WHAT WE TELL PARENTS AND PATIENTS — When asked about the risks of anesthesia by parents, patients, and care providers, clinicians should state that while children who need surgery and anesthesia have worse scores in some neurodevelopmental outcomes compared with children who do not need surgery and anesthesia, these differences cannot yet be attributed to anesthesia exposure, and there is still uncertainty that exposure to anesthesia has any lasting effects in children or fetuses [78].

Some institutions and clinicians have elected to routinely include discussion of the potential risks of neurotoxicity of anesthetics as part of informed consent [79] and there are resources available for those interested in doing so, including information on the website for the Society for Pediatric Anesthesia.

SOCIETY GUIDELINE LINKS — Links to society and government-sponsored guidelines from selected countries and regions around the world are provided separately. (See "Society guideline links: Pediatric anesthesia".)

SUMMARY AND RECOMMENDATIONS

●State of the literature

•The risk of adverse neurodevelopmental effects from anesthetic agents in children remains uncertain. Many clinical studies including meta-analyses have reported that compared to unexposed children, children with exposure to general anesthesia have more adverse neurodevelopmental outcomes, particularly in specific domains. Anesthetic exposure appears to have limited to no impact on the cognition domain as measured by IQ testing, but stronger association has been reported in domains of motor function and behavior. However, at this time there is inadequate evidence to directly attribute this effect to the anesthesia. (See 'Lack of definitive evidence in human studies' above.)

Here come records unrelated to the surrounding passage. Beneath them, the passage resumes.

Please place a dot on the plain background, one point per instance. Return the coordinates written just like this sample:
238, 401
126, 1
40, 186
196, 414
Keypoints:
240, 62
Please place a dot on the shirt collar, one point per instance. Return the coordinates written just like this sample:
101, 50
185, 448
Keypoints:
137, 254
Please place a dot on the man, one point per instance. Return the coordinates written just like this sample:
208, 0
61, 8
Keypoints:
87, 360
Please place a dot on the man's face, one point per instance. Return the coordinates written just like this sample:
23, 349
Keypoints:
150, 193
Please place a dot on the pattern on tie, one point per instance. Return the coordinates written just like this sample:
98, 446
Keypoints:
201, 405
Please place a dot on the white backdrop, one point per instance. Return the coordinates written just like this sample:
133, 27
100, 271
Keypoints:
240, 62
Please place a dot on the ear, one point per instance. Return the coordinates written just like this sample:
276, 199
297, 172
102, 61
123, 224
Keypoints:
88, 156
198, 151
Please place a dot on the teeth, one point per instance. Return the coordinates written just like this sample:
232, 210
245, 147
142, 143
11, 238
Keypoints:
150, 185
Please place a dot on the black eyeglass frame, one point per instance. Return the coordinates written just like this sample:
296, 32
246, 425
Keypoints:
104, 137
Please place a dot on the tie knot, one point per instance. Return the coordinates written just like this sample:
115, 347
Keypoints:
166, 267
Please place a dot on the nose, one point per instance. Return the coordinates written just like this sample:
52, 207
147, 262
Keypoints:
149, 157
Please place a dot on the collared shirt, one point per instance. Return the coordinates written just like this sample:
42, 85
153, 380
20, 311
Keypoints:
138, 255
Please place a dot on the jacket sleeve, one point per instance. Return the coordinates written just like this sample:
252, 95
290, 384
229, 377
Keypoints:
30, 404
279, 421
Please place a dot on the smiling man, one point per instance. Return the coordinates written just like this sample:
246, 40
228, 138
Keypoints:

•Results from the only published randomized clinical trial to date suggest that a single anesthetic exposure has no effect on intelligence or on a range of other neurodevelopmental outcomes at age five years. (See 'Prospective, randomized trial' above.)

•There is one observational study reporting an association between prenatal exposure and subsequent abnormal behavioral scores, but given the limitations of the study, it does not provide adequate evidence to justify any changes in clinical practice, particularly since avoiding necessary surgery during pregnancy can have significant detrimental effects on the mother and the child. (See 'Prenatal exposure to anesthesia' above and 'The FDA warning' above.)

●What we tell parents – While children who need surgery and anesthesia have worse scores in some neurodevelopmental outcomes compared with children who do not need surgery and anesthesia, these score differences are small with unclear clinical significance, and these differences cannot yet be fully attributed to the anesthesia exposure. Children who undergo surgery and anesthesia and those who do not are different in ways that may not have been fully accounted for in the available studies. Thus, there is still uncertainty that exposure to anesthetic medications has lasting effects on children. (See 'What we tell parents and patients' above.)

●Practice implications – The potential risks of exposure to anesthesia must be weighed against the benefits of the surgical or diagnostic procedure. Given the uncertainty that any long-term effects in children are due to the anesthetic medications, and the potential for complications if necessary surgery is avoided or delayed, changes in clinical management should not be made based on the potential risk of neurotoxicity of anesthesia. (See 'The FDA warning' above.)